Kids will do ANYTHING, and AGREE to anything in order to play the video game.
True, they certainly won’t follow through with their assertions, negotiations, promises and begging, but then: You simply don’t let them have the videogame until they DO.
YES many of the addicts will threaten to kill themselves if they can’t play their video game. (And you still want to say it’s NOT a bonafide addiction??)
So a system could be implemented for the Videogame Revolution that spells out the new terms for videogames in American Households. These would be the same boundaries for all families participating, so that it’s harder for a ‘limited kid’ to say “Tommy gets to play anytime he wants” and have it carry any weight.
To wit: Standards for:
– Earning Time – Losing Time – Eliminating Addictive Content – Limiting Time – Off Limits During Family Times.
You can earn videogame time with the following behaviors. Such as spend an hour in the yard playing = earn an hour on the Game. Join the family at mealtime five times and earn an hour. Come out of your room for an hour and earn an hour. Extinguish your sibling if he was on fire or speak to another person at least daily and earn an hour. Take a shower or eat a sit down meal and earn an hour.
You lose videogame time by forgetting your household responsibilities.

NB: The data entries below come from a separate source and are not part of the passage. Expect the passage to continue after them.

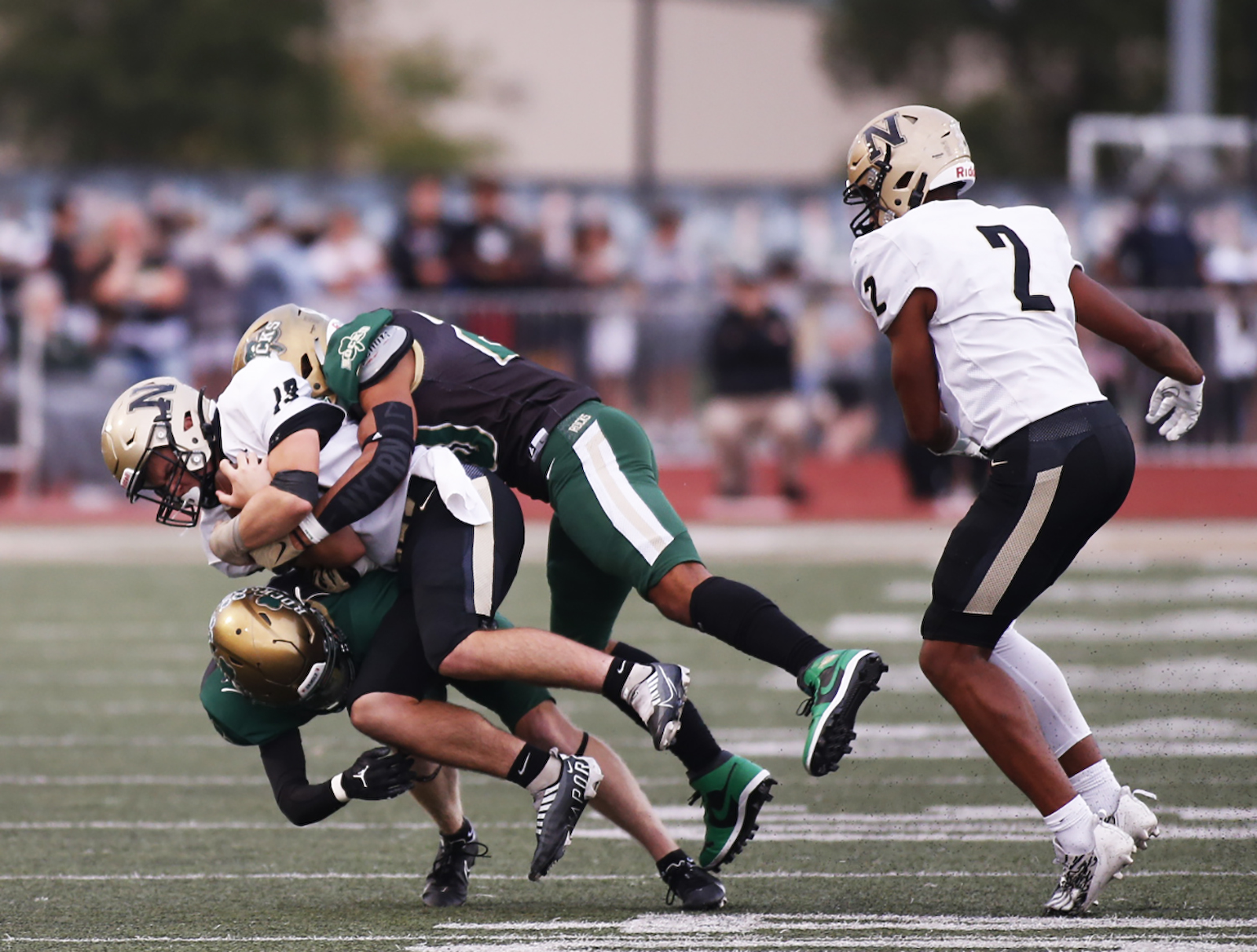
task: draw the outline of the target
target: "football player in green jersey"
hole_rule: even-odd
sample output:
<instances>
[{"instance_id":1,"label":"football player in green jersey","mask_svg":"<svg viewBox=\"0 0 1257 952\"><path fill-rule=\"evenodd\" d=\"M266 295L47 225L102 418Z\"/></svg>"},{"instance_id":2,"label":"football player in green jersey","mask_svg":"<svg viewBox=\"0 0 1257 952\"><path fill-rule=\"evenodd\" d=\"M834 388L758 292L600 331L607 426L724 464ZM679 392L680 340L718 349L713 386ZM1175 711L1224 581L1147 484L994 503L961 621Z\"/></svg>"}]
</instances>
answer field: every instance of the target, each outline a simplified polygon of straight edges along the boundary
<instances>
[{"instance_id":1,"label":"football player in green jersey","mask_svg":"<svg viewBox=\"0 0 1257 952\"><path fill-rule=\"evenodd\" d=\"M870 651L828 651L753 588L713 576L659 486L641 426L598 394L508 348L426 314L376 310L337 328L317 311L284 305L246 332L234 369L275 355L316 396L361 417L361 460L316 507L329 530L378 505L405 475L410 447L447 445L465 461L554 509L547 576L551 630L650 663L611 633L628 592L671 620L699 628L796 676L811 725L810 774L837 767L855 717L885 671ZM412 438L414 436L414 438ZM754 834L776 782L720 747L693 703L671 750L701 799L700 862L719 869Z\"/></svg>"},{"instance_id":2,"label":"football player in green jersey","mask_svg":"<svg viewBox=\"0 0 1257 952\"><path fill-rule=\"evenodd\" d=\"M277 583L284 584L282 579ZM410 759L383 747L365 752L323 784L309 784L299 730L343 705L352 669L370 653L397 594L395 573L373 571L344 593L317 599L297 599L274 588L245 589L229 595L215 612L210 625L215 662L201 682L201 703L226 740L259 746L275 801L295 824L317 823L349 799L397 796L412 782ZM509 627L505 619L498 620ZM329 677L327 672L334 668L343 676ZM675 894L686 909L724 903L724 887L679 849L620 757L568 721L548 691L515 682L454 683L525 741L548 742L562 735L577 756L595 757L606 779L591 803L651 854L669 898ZM304 697L299 696L302 686L307 687ZM445 684L432 681L426 698L444 701ZM424 902L460 906L466 899L468 873L486 849L463 816L456 771L426 762L419 769L427 776L411 792L441 835Z\"/></svg>"}]
</instances>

Didn’t handle the kitchen trash, didn’t take care of the dog, didn’t keep your bathroom or bedroom up, didn’t attend other chores, scored under a minimum at school: Lose privileges. Summarily or incrementally.

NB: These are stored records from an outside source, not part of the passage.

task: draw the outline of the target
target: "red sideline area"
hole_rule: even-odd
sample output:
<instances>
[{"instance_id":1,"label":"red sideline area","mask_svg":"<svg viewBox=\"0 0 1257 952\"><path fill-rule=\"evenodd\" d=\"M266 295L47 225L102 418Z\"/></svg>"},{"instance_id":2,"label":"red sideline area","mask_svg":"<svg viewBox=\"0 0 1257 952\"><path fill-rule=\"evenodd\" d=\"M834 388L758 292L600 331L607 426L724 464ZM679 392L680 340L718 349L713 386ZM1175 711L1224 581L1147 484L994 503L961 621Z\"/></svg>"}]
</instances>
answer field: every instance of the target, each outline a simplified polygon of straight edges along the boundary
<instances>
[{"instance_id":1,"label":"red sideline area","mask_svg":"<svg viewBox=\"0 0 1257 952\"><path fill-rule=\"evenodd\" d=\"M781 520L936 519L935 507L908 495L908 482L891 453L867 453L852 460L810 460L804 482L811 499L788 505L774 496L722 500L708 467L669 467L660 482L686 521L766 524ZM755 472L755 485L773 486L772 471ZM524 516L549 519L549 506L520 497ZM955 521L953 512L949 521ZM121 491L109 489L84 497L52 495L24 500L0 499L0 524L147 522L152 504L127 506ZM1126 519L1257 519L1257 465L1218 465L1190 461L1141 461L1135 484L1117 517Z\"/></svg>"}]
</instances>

Certain videogames, (the ones BEST written for addiction like Fortnight and Call of Duty) are simply out. Off limits. Not in this household. It is well known what videogames are breaking up marriages and ruining kids.
Videogame time is limited per day. No more than 10% of a day, or 2.4 hours can be inested in videogames even for a helpful, chore-doing polite and relatable kid.
Videogames will not be endeavored during the following events: (Anything the family is doing together.)
So you might as well go to the birthday party, funeral, appointment, vacation, or outbound family trip because you won’t be playing your videogame while everyone else is doing something.
Keep in mind, videogames are a true addiction. When you are faced with a furious-then-crying teenager who tries to steal videogame time by lying, and then leaves home to go live at the Non-Custodial Parent’s House, or suddenly is going over to a friend’s house for hours on end – – they’re scoring their ‘hit’.
The problem with “full-on addiction” during the formative years: It’s JUST like alcohol too early: ANY addiction suspends the development of the pre-frontal cortex when the addiction takes hold. And that process can’t be restarted. So the kid is just coping with developmental defects and behavioral atrophy for life. And probably? Lives in your basement, spouseless, and after your basement: Practically homeless forever.